Une écriture ciselée, efficace, travaillée, bref.. une bien belle découverte qui m'a d'ailleurs incité à me procurer un autre livre de cet auteur - un excellent livre.

11 juillet 2014

Pierre SINIAC - L’Orchestre d'enfer (Ed Payot & Rivages - 1977)

siniac1j'ai découvert Pierre Siniac (1928 - 2002) en lisant les très intéressantes conversations de François Guérif dans "Du polar: entretiens avec Philippe Blanchet" paru en 2013; auparavant ce nom m'était totalement inconnu ou presque, car, sans le vouloir j'avais deja lu l'adaptation (magistrale) qu'en avait fait Jacques TARDI avec "Le Secret de l'Étrangleur" inspiré de "Monsieur Cauchemar" ouvrage sortit en 1960.

Pierre Siniac reste quand même un auteur relativement méconnu et oublié de nos jours, et c'est fort dommage. Véritable Stakhanoviste des lettres il aura publié une bonne quarantaine de livres dont "Les Morfalous" adapté au cinéma par Verneuil (rehaussé à la sauce Michel Audiard) en 1984, soit 16 ans après sa sortie dans la prestigieuse collection "Série-noire". Ce retard, ce décalage entre les publications de Pierre Siniac et l'écho qu'elle rencontreront dans le temps c'est un petit peut ce que j'appelerais le "syndrome Siniac".. il ne connaîtra quasi systématiquement une forme de reconnaissance que tardivement. Lui qui débuta une prometteuse carrière d'écrivain (fortement influencée par L.F.Celine) à partir de 1958 (et sous quelques pseudonymes), il lui faudra attendre 20 ans avant de remporter le Grand Prix de la littérature Policière pour 3 ouvrages d'un coup, ni plus ni moins ! (un roman débridé et délirant signé Jean Goujon "Aime le Maudit", un autre signé Siniac "L’Unijambiste de la cote 284" et un receuil de nouvelles d'une beauté crépusculaire "Reflets changeants sur mare de sang").

Mais Pierre Sinaic c'est aussi la création d'une série complètement déjanté, unique dans le ton et l'intrigue: la série des "Luj Inferman' & La Cloducque", série en 7 volumes qu'il faut absolument découvrir ou re-découvrir afin de goûter au style innimitable de ce grand écrivain.

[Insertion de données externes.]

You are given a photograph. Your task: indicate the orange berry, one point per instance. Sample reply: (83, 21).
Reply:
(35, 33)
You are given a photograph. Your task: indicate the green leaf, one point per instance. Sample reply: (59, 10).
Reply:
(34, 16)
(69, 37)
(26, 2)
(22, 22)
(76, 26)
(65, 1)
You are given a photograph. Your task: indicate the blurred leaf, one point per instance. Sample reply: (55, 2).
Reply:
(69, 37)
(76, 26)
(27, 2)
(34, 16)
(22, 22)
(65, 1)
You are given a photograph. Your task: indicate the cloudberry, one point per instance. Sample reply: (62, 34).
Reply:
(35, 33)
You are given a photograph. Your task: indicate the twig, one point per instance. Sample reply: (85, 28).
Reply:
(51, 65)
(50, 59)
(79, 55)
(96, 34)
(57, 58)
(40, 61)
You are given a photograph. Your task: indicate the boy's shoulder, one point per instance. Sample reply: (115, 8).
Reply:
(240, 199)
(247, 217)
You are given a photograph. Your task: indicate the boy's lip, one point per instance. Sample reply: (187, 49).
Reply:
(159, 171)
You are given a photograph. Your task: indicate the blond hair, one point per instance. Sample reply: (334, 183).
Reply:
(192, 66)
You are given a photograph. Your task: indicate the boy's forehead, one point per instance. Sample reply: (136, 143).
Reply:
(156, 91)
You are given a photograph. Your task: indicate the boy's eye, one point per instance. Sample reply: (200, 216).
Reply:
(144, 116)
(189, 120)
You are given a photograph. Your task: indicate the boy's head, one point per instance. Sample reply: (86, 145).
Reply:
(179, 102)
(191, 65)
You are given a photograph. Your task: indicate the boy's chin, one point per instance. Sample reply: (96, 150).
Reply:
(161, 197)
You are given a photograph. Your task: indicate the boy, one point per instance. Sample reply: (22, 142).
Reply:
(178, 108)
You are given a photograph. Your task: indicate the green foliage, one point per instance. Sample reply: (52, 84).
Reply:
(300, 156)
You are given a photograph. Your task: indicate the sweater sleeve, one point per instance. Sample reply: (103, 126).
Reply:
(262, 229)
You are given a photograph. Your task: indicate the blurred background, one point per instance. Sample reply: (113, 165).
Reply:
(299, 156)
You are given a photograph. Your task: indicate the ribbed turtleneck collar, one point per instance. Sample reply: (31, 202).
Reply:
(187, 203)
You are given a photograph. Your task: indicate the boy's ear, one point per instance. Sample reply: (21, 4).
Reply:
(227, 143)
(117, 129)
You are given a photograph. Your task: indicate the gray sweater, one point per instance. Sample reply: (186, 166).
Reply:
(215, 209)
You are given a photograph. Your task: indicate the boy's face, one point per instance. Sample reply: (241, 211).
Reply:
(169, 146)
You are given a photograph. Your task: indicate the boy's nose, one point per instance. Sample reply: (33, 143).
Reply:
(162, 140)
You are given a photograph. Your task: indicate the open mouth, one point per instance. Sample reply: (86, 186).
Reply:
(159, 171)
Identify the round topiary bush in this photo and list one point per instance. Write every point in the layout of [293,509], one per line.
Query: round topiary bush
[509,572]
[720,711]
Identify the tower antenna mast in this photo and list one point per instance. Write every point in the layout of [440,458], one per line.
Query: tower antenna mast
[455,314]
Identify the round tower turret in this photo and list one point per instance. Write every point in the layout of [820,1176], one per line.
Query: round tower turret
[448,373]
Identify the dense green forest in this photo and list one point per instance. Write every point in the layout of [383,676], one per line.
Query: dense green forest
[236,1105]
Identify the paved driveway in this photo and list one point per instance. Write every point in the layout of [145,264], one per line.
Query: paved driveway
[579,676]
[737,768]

Dans "L'orchestre d'Acier" Siniac reprend les ingrédients qui auont fait le succès des "Morfalous, l'intrigue se situant cette fois ci en 1944 dans les Vosges. Profitant de la débâcle Allemande face à l'irrésistible avancée des Armées Leclerc et du chaos ambiant, un gang improvisé, constitués d'individus peut fréquentables, droits commun, anciens collabos et/ou néo-résistants de la dernière heure se constitue afin de subtiliser un sac de diamants en possession d'un colonel SS. Un thème souvent abordé par Siniac (notamment dans "Sous l’aile noire des rapaces" dont l'action se situe cette fois-ci lors de la débâcle de 1940). Ce n'est peut-être pas l'un des romans majeurs de Siniac, sans doute une commande, mais le sens de l'intrigue, un ton résolument inimitable font de ce livre un grand plaisir de lecture; un roman de Gare dans le bon sens du terme auquel on ne décroche pas. Un bon Siniac.